There are many reasons and this study hints at a few issues but the bottom line is that speed matters.  Have you ever been driving down the road and you see a big pot hole in the road that you just cannot get around because it is either too big or you do not have time to steer around it ?  What is your first reaction ?  Many will press down on the gas pedal. Why is that ? Well, logic for many is that speeding up will possibly enable you to launch across the void and reduce the impact issues of dropping down into the void.  Men will rationalize the “launch across the pothole” theory, and in some respects they are not wrong.
Running and walking slowly sort of bring out some of the same issues.  When we move slowly the body is more likely to drift into the frontal/coronal (side to side) plane.  Moving more quickly ensures that the dominant path is forward. Slowing down does not ensure that forward will occur. side to side sway enters the picture.
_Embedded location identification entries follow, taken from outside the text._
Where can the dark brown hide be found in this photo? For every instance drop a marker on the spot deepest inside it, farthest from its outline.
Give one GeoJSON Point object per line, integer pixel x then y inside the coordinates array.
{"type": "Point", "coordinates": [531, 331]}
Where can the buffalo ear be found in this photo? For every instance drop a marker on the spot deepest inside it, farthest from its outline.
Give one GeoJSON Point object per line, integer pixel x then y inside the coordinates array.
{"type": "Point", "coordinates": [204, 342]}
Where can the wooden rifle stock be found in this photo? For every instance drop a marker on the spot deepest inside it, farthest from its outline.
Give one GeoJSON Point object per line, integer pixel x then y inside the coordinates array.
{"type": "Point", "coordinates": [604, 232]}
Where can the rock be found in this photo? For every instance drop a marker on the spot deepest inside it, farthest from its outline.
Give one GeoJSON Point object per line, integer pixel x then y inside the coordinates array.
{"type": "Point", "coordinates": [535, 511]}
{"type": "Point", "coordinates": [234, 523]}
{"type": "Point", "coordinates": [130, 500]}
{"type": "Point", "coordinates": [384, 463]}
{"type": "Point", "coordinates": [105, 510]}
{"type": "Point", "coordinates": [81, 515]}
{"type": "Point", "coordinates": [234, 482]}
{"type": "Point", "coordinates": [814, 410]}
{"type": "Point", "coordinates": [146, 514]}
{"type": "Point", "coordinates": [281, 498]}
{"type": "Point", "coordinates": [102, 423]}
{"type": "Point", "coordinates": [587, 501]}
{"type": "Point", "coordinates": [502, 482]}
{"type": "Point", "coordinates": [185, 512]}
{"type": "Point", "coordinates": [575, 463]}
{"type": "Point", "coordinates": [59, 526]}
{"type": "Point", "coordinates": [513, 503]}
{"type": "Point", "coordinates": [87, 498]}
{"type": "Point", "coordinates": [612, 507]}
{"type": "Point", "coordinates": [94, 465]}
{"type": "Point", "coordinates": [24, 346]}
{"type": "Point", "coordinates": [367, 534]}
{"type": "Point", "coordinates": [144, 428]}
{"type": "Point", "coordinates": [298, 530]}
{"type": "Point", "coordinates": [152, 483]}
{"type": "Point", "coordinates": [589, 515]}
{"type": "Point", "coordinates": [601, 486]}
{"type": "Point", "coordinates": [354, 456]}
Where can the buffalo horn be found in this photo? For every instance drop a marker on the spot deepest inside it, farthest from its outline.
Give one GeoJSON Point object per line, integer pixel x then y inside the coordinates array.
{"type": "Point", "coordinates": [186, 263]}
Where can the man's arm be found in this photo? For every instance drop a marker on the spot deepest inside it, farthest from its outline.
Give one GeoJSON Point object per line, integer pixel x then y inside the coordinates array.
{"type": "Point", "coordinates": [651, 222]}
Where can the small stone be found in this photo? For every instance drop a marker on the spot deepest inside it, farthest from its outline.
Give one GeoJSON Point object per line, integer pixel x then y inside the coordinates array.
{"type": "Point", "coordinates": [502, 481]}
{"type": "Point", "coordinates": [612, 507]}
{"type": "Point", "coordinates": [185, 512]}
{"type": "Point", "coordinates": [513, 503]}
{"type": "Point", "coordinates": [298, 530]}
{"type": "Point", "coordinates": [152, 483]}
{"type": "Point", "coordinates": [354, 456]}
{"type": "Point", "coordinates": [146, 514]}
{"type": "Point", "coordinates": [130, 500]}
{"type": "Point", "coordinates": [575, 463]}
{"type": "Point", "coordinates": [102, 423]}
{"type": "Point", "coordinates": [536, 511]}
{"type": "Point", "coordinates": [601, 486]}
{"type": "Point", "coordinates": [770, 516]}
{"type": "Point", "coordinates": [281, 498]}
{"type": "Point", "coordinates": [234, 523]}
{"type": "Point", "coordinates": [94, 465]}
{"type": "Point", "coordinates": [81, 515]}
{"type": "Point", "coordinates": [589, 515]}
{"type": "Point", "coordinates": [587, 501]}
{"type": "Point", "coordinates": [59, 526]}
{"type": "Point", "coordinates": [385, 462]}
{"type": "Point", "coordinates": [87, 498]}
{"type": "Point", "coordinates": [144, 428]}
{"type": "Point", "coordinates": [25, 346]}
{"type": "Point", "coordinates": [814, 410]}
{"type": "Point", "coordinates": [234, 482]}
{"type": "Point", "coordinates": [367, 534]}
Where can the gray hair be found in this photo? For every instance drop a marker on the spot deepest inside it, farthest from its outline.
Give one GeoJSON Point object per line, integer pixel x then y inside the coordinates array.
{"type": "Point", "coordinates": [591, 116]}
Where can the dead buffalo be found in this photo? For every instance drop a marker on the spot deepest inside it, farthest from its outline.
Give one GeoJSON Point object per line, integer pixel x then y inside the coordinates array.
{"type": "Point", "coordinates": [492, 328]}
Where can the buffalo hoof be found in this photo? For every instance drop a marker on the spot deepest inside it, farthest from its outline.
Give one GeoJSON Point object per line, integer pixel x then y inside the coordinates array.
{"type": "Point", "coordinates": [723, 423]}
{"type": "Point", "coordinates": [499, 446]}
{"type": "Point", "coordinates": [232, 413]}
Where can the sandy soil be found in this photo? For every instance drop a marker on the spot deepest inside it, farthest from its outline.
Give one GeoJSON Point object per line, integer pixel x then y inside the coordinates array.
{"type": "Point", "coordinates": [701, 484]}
And when side to side sway enters as an option we have to spend more time and strategies negotiating the side sway.  This is why we see all kinds of corrections with the limbs and core when we attempt to stand on one foot, but we do not see these issues when we walk or run.  When running we are mostly trying to get the next foot underneath our body so that we do not fall forward flat on our face. Locomotion is a strategy of nothing more than trying to stay upright.  When we run the predominant motion is forward. But when we slow down and reduce the advantage of speed to blur out these issues the challenges begin and other planes of movement become an option and thus planes we need to control. It is much why the elderly have more difficulty moving about, because they have to negotiate and control so many other planes of movement.
So, if you want to bring out some faulty motor patterns, move more slowly and see where your deficits lie. One of our assessments for patients and athletes is to have them walk at a 3second pace meaning each foot fall must be held for 3 seconds before the next step can be initiated. This means stance and swing must be slowed to 3 seconds.  Amazing things will show up if you just slow things down and allow weaknesses to percolate to the surface.  Speed blurs them and keeps them suppressed. It is really a form of cheating and compensation.
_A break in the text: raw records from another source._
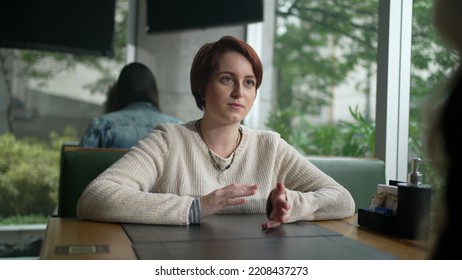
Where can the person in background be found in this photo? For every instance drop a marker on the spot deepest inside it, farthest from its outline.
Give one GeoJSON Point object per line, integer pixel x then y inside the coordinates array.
{"type": "Point", "coordinates": [109, 104]}
{"type": "Point", "coordinates": [443, 138]}
{"type": "Point", "coordinates": [131, 111]}
{"type": "Point", "coordinates": [182, 174]}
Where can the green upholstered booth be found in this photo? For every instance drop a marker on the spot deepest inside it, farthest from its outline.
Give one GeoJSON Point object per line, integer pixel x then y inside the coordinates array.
{"type": "Point", "coordinates": [359, 175]}
{"type": "Point", "coordinates": [79, 166]}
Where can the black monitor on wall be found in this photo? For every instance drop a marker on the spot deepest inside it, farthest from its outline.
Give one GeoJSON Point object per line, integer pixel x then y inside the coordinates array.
{"type": "Point", "coordinates": [70, 26]}
{"type": "Point", "coordinates": [177, 15]}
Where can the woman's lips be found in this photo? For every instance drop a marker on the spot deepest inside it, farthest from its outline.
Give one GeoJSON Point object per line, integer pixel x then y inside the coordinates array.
{"type": "Point", "coordinates": [236, 106]}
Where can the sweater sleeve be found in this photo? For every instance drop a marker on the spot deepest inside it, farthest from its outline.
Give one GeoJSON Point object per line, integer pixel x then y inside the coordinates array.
{"type": "Point", "coordinates": [124, 192]}
{"type": "Point", "coordinates": [312, 194]}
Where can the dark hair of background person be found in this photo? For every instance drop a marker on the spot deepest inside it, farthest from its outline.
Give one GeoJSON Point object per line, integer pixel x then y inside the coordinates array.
{"type": "Point", "coordinates": [136, 83]}
{"type": "Point", "coordinates": [443, 138]}
{"type": "Point", "coordinates": [109, 104]}
{"type": "Point", "coordinates": [206, 59]}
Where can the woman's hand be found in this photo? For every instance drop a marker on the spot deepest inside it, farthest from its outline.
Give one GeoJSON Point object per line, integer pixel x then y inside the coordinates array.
{"type": "Point", "coordinates": [279, 208]}
{"type": "Point", "coordinates": [233, 194]}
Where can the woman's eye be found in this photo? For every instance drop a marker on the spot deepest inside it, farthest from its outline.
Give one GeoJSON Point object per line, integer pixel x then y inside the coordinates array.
{"type": "Point", "coordinates": [227, 80]}
{"type": "Point", "coordinates": [250, 82]}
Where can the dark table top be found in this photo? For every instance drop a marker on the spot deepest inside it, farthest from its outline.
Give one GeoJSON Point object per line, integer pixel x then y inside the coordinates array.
{"type": "Point", "coordinates": [241, 237]}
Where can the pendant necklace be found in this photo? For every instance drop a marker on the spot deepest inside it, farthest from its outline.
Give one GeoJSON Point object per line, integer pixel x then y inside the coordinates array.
{"type": "Point", "coordinates": [215, 163]}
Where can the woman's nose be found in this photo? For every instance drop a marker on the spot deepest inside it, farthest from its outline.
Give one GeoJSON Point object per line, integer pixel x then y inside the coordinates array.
{"type": "Point", "coordinates": [237, 91]}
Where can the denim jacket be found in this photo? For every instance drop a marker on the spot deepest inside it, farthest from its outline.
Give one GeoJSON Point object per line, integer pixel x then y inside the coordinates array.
{"type": "Point", "coordinates": [124, 128]}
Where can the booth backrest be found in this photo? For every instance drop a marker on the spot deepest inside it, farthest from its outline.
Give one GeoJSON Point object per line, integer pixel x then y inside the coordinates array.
{"type": "Point", "coordinates": [79, 166]}
{"type": "Point", "coordinates": [359, 175]}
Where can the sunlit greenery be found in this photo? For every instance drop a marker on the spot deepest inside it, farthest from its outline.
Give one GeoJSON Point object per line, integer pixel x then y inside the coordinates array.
{"type": "Point", "coordinates": [318, 44]}
{"type": "Point", "coordinates": [29, 174]}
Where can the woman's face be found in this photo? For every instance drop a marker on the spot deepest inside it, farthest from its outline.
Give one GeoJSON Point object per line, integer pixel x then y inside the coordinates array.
{"type": "Point", "coordinates": [231, 90]}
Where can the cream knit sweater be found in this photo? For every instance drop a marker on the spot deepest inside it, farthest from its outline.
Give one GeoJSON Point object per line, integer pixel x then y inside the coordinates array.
{"type": "Point", "coordinates": [158, 179]}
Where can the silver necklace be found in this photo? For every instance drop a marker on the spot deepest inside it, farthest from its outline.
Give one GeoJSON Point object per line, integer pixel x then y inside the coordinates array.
{"type": "Point", "coordinates": [215, 163]}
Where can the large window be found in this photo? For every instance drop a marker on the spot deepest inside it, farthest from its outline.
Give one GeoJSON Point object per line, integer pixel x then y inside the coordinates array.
{"type": "Point", "coordinates": [325, 57]}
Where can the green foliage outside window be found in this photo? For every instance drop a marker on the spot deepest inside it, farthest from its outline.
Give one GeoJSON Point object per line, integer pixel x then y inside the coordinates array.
{"type": "Point", "coordinates": [29, 174]}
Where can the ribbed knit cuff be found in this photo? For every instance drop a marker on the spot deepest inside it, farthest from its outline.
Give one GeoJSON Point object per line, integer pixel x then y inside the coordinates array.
{"type": "Point", "coordinates": [195, 212]}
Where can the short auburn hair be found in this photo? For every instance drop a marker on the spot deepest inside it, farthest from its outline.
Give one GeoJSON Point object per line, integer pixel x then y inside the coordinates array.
{"type": "Point", "coordinates": [206, 61]}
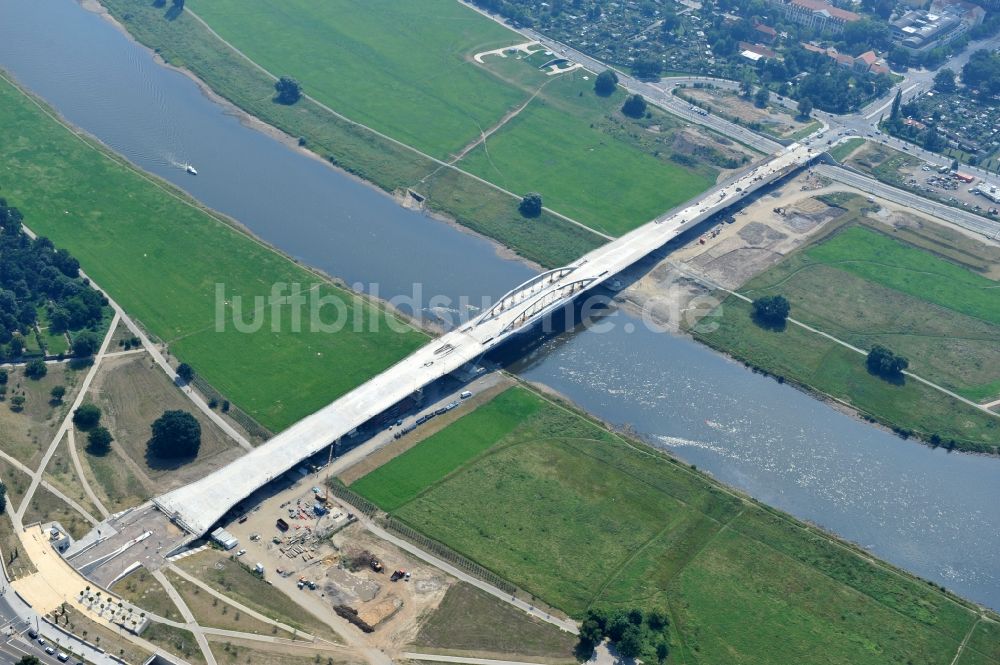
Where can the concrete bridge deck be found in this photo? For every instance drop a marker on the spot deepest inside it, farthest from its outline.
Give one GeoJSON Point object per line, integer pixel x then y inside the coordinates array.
{"type": "Point", "coordinates": [197, 506]}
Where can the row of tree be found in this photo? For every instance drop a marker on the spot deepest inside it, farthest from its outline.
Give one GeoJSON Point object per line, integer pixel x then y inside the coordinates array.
{"type": "Point", "coordinates": [772, 312]}
{"type": "Point", "coordinates": [175, 434]}
{"type": "Point", "coordinates": [632, 633]}
{"type": "Point", "coordinates": [35, 275]}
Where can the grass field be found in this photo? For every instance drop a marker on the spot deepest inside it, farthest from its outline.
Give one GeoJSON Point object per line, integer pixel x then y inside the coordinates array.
{"type": "Point", "coordinates": [420, 86]}
{"type": "Point", "coordinates": [845, 148]}
{"type": "Point", "coordinates": [588, 160]}
{"type": "Point", "coordinates": [880, 259]}
{"type": "Point", "coordinates": [164, 273]}
{"type": "Point", "coordinates": [210, 611]}
{"type": "Point", "coordinates": [47, 507]}
{"type": "Point", "coordinates": [243, 652]}
{"type": "Point", "coordinates": [175, 640]}
{"type": "Point", "coordinates": [234, 581]}
{"type": "Point", "coordinates": [62, 474]}
{"type": "Point", "coordinates": [622, 525]}
{"type": "Point", "coordinates": [393, 485]}
{"type": "Point", "coordinates": [472, 620]}
{"type": "Point", "coordinates": [399, 68]}
{"type": "Point", "coordinates": [25, 434]}
{"type": "Point", "coordinates": [132, 392]}
{"type": "Point", "coordinates": [184, 42]}
{"type": "Point", "coordinates": [142, 590]}
{"type": "Point", "coordinates": [866, 288]}
{"type": "Point", "coordinates": [819, 363]}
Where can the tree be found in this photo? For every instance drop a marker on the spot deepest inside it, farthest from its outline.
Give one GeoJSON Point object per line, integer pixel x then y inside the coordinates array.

So, like in your car, speed matters.
Think about this next time you have to walk or run with a slower person. It may be one of the issues, but there are others and we will eventually get to them.
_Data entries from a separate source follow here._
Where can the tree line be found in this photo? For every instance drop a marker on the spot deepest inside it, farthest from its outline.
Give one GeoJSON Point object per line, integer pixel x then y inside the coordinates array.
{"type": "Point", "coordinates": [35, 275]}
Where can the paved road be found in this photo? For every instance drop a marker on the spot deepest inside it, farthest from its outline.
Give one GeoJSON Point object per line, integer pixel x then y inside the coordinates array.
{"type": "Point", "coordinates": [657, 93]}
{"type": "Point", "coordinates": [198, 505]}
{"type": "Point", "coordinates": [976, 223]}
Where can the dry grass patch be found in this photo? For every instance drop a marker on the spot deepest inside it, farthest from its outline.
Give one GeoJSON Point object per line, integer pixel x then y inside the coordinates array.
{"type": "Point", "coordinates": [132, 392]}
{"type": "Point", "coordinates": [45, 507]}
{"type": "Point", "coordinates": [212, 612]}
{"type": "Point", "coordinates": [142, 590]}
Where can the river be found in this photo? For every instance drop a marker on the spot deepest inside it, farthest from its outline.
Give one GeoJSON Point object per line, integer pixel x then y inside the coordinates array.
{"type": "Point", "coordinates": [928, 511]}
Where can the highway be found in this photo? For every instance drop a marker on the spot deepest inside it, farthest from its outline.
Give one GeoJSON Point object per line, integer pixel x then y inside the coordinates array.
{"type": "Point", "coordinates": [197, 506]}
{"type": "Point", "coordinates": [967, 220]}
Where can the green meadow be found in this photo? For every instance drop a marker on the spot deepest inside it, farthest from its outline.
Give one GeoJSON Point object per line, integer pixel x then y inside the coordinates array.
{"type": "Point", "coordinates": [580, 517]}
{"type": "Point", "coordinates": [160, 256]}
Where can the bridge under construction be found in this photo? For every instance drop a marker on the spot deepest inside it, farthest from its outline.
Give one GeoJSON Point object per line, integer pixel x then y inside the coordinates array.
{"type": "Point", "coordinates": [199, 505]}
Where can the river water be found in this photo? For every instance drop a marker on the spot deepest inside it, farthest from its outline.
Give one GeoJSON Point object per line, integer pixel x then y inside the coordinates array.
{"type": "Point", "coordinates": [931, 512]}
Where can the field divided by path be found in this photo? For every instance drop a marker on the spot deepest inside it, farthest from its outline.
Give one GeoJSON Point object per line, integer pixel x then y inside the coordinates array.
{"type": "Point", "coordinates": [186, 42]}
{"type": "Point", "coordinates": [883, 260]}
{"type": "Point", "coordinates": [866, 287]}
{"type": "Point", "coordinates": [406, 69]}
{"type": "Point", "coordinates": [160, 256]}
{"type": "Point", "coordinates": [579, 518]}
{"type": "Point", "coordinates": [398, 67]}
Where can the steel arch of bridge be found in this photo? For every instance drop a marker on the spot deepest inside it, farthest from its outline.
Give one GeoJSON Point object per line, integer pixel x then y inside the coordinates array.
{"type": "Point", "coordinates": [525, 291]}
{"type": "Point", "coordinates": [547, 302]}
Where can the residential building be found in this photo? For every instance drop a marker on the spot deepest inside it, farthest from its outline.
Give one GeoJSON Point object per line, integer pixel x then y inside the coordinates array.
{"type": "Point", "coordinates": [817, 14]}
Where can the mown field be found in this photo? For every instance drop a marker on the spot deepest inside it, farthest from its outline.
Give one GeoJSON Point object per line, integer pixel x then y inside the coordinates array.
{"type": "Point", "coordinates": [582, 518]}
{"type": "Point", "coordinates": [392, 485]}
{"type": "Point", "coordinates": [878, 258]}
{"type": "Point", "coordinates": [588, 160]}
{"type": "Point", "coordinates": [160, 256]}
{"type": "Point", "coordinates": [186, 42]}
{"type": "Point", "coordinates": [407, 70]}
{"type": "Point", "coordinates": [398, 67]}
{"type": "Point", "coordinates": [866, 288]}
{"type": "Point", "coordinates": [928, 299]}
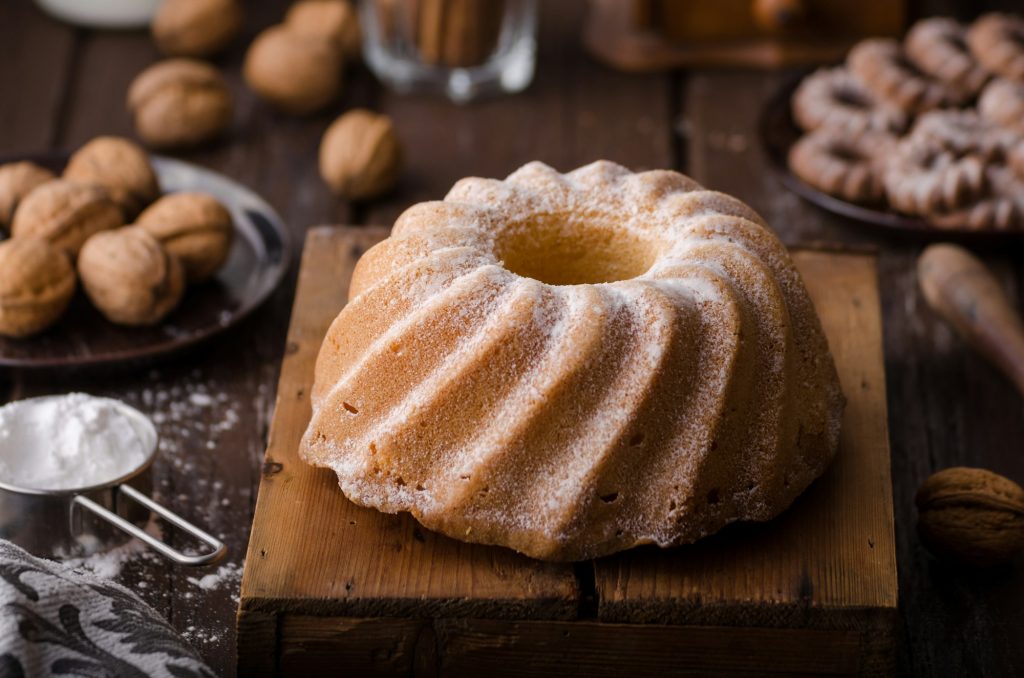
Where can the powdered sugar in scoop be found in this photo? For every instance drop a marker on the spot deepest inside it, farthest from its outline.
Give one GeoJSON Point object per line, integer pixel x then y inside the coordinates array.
{"type": "Point", "coordinates": [70, 441]}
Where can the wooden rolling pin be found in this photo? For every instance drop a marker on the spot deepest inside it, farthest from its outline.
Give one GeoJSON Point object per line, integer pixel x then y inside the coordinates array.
{"type": "Point", "coordinates": [963, 290]}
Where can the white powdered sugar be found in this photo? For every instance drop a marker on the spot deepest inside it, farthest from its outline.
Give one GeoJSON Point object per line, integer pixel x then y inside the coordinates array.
{"type": "Point", "coordinates": [589, 413]}
{"type": "Point", "coordinates": [69, 441]}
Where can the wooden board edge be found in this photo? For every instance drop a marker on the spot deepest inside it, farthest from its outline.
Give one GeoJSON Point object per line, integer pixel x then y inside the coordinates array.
{"type": "Point", "coordinates": [473, 646]}
{"type": "Point", "coordinates": [285, 380]}
{"type": "Point", "coordinates": [505, 608]}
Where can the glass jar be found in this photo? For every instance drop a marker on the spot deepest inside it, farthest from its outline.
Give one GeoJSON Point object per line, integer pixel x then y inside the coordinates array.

Gait and Speed on Child Development
J Biomech. 2008;41(8):1639-50. Epub 2008 May 7. The effect of walking speed on the gait of typically developing children. Schwartz MH, Rozumalski A, Trost JP. Abstract

Many gait studies include subjects walking well below or above typical self-selected comfortable (free) speed. For this reason, a descriptive study examining the effect of walking speed on gait was conducted. The purpose of the study was to create a single-source, readily accessible repository of comprehensive gait data for a large group of children walking at a wide variety of speeds. Three-dimensional lower extremity joint kinematics, joint kinetics, surface electromyographic (EMG), and spatio-temporal data were collected on 83 typically developing children (ages 4-17) walking at speeds ranging from very slow (>3 standard deviations below mean free speed) to very fast (>3 standard deviations above mean free speed). The resulting data show that speed has a significant influence on many measures of interest, such as kinematic parameters in the sagittal, coronal, and transverse planes. The same was true for kinetic data (ground reaction force, moment, and power), normalized EMG signals, and spatio-temporal parameters. Examples of parameters with linear and various nonlinear speed dependencies are provided. The data from this study, including an extensive electronic addendum, can be used as a reference for both basic biomechanical and clinical gait studies.